An idea that has inspired this chapter is to define Mixed or Smarandache Geometry (Iseri, 2002; Mao, 2006; Smarandache, 1969, 2009), wherein a finite geometric plane some elements satisfy the projective axioms, others the affine axioms, and a third set the hyperbolic axioms. We will call this the Mixed Projective-Affine-Hyperbolic plane (MPAH plane for short). This type of geometric structure is an example of NeutroGeometry, taking into account that each of these planes can be divided into three sets of lines satisfying different axioms of parallelism.

Key Terms in this Chapter

NeutroGeometry: Geometric structure whose definition or at least one axiom is simultaneously satisfied by some elements and not satisfied by others.

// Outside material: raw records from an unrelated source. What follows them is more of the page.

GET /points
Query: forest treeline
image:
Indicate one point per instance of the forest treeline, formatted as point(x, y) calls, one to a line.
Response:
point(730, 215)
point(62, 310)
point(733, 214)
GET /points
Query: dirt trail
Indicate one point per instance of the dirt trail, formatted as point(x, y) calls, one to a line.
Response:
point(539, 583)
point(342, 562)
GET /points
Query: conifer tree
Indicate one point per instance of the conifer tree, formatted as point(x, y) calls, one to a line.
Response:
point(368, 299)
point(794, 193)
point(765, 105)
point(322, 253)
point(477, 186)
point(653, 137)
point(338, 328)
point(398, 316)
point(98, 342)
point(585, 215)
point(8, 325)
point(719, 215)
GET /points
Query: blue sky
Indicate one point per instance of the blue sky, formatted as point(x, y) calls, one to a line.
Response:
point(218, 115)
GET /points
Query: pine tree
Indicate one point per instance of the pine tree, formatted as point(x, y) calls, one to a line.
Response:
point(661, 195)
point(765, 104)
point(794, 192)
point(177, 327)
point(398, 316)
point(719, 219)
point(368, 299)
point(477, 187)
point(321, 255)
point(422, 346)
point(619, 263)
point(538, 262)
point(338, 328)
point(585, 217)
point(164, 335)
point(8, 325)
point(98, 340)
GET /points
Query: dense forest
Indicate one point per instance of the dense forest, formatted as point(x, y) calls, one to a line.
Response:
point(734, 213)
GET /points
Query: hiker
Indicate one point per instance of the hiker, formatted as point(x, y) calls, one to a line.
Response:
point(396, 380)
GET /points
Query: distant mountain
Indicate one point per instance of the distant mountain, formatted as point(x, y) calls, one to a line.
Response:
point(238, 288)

Incidence Matrix: A matrix whose every row represents every line of the finite plane and every column represents every point, or vice versa, such that the element of the matrix is 1 if there is an incidence relation between the corresponding pair of line and point, and it is 0 otherwise.

Finite Vector Space: Vector space over a finite field.

Projective Plane: Geometric structure of dimension 2 where there is non-parallelism between the lines.

Finite Field: Algebraic structure consisting of a finite set of elements and two internal operations + and ×, such that + and × are commutative groups except for 0 in ×; 0 is the neutral element of +; 1 is the neutral element of ×; + and × are distributive each other; 0 has no inverse for ×.

Finite Geometry: Geometric system with only a finite number of points.

Mixed Geometry: Also called Smarandache Geometry , it is geometry where some elements satisfy the axiomatic of some type of geometry, and other elements satisfy other types of geometries, all in the same space. E.g., there are geometric models which are partially Euclidean, partially hyperbolic, and partially elliptic.

Affine Plane: Geometric structure of dimension 2 such that given a line and an external point, there is a unique line parallel to the aforementioned one, which contains the point.

Incidence Structure: Symmetric relation among points and lines, where if a line l contains a point P it is said that l is incident with P and P is incident with l .

Hyperbolic Plane: Also known as the Bolyai-Lobachevsky plane , it is the geometric structure of dimension 2 such that given a line and an external point; there are at least two parallel lines to the aforementioned one, which contain the point.